An important barrier to banking in Africa is the documentation required to open an account.

 A mobile money account has a much lighter requirement, making it accessible to more people. In addition, mobile money is moving beyond the ability to upload, store, receive and send money. Many operators have developed their systems to allow bills to be paid, cross border transfers, interaction with QR codes and access to lending facilities. Some accounts even offer chip and PIN cards and e-wallets. The user experience is close to that of a bank account holder.

Affordability

One of the reasons for the success of mobile money has been the fee structure set by providers. Revenue has been linked to the number of transactions and not to their value. M-Pesa, for example, in Mozambique have a scaled fee structure that is competitively priced compared with bank charges. 

In comparison, Millennium BIM is a large bank in Mozambique. 

The result is that where cash is not used to pay, mobile money is the preferred method. The Statista webinar gave data from the Bank of Ghana for January to June 2019 where, by volume, mobile money was used for 98% of non-cash payments and 11% by value.

Availability

A significant reason behind the popularity of mobile money is access to agents compared to access to bank branches or ATMs. 2019 data for Uganda, for example, showed 200,857 mobile money agents compared with 9,370 ATMs. Ghana had 188,000, Rwanda 98,359 and Kenya 252,703. 
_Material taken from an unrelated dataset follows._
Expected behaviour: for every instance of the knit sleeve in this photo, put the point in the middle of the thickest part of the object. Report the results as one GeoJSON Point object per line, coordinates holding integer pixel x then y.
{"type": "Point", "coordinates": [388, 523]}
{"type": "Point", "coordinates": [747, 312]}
The difference is shown starkly when branches and ATMs are put alongside the number of agents across Africa, as shown in the graph at the top of this article.

Impact of COVID

Following the outbreak of COVID-19, 18 countries in Africa took steps to encourage the use of mobile payments.

To focus on one country, Rwanda waived fees, increased balances and transaction limits and used mobile money for social and humanitarian transfers. Between 16 February and 19 April, P2P transfer volumes went up from 0.6 to 3 million transactions, with the value going up from RWF 6.9 billion to RWF 40.3 billion. The number of unique subscribers went up from 472,000 to 1.82 million. The regulatory and government actions have clearly amplified the move to mobile payments.

The future

It may be that Orange Money is showing the way ahead. In 2017 it launched itself as a bank in France. It went on in June 2019 to obtain a banking licence from the Central Bank of West African States and then, in November, in Spain. By the end of 2019 it had 500,000 bank customers which grew to a million customers in France and Spain by June 2020. In July 2020 it launched Orange Bank in Cote d’Ivoire. Orange Bank is purely online accessed through an app.

What Orange is doing, of course, is taking its bank offer to its mobile money users, but it is prepared to allow them to open an account based on being a known customer. The opportunity it is pursuing is to bring the unbanked into the banking system. 

The number of mobile money accounts significantly exceeds the number of bank accounts, creating a ready market for new business.

Mobile money has been adopted in Africa in response to its lack of traditional infrastructure and requirements needed by banks to open accounts. Good mobile signals, low cost smartphones and the approach of the mobile money companies has enabled a significant uptake of the technology across much of Africa. With a young, large population, Africa remains an enormous market for payment providers whether banks, mobile money companies or other financial innovators.